LipaCreon® is the first pancreatic digestive enzyme replacement therapy to be approved in Japan for treating pancreatic exocrine insufficiency, and it contains 40,000- 64,000 units of lipase, 34,000-60,000 units of amylase, and 2,240-3,960 units of protease per meal. It also has an enteric coating to prevent gastric juices from causing inactivity. After the fifth day of administration, the edema severity had begun to decrease, and rapid turnover protein levels gradually began to increase. On the fourteenth day of administration, the serum albumin level had increased, edema had almost completely disappeared, and pleural effusion and ascites had improved. Figure 4 shows the clinical course after admission. After initiating PERT, the patients' edema, body weight, albumin levels, and retinol-binding protein levels gradually improved. At 2 months after the initiation of PERT, no residual edema was observed, and the serum albumin level returned to normal. This clinical course led to a diagnosis of pancreatic exocrine insufficiency. PERT was continued for more than 1 year, and no relapse of edema or any other findings was observed.
We describe a very are case wherein the patient developed systemic edema that led to a diagnosis of pancreatic exocrine insufficiency.
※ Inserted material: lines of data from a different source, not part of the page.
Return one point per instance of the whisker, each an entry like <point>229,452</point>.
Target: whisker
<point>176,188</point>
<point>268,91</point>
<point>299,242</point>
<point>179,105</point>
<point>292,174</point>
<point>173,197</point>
To our knowledge, no reports in English literature have described cases of systemic edema associated with pancreatic exocrine insufficiency caused by pancreaticoduodenectomy.
Primary pancreatic exocrine insufficiency is caused by some diseases such as pancreatic cancer, chronic pancreatitis, and cystic fibrosis, or it can occur after acute necrotizing pancreatitis and pancreatic resection . Regardless of the cause, such cases present with decreased/defective secretion of the pancreatic enzyme in the duodenum. The decreased secretion of the pancreatic enzyme may lead to indigestion of fat, proteins, and carbohydrates, although the indigestion of fat is most commonly observed . In addition to such indigestion, symptoms such as steatorrhea or diarrhea, fat-soluble vitamin deficiency or essential fatty acid deficiency , severe azotorrhea, meteorism, abdominal distension, and decreased appetite (eventually leading to malnutrition and weight loss) may be observed . Some studies have recently reported cases of nonalcoholic steatohepatitis due to pancreatic exocrine insufficiency after pancreaticoduodenectomy [9-10]. As fat digestion/absorption is affected first, this condition is often diagnosed based on the presence of steatorrhea or diarrhea. Thus, cases wherein pancreatic exocrine insufficiency is diagnosed based on systemic edema due to hypoalbuminemia caused by protein absorption impairment, similar to that in the present case, are very rare [11-12].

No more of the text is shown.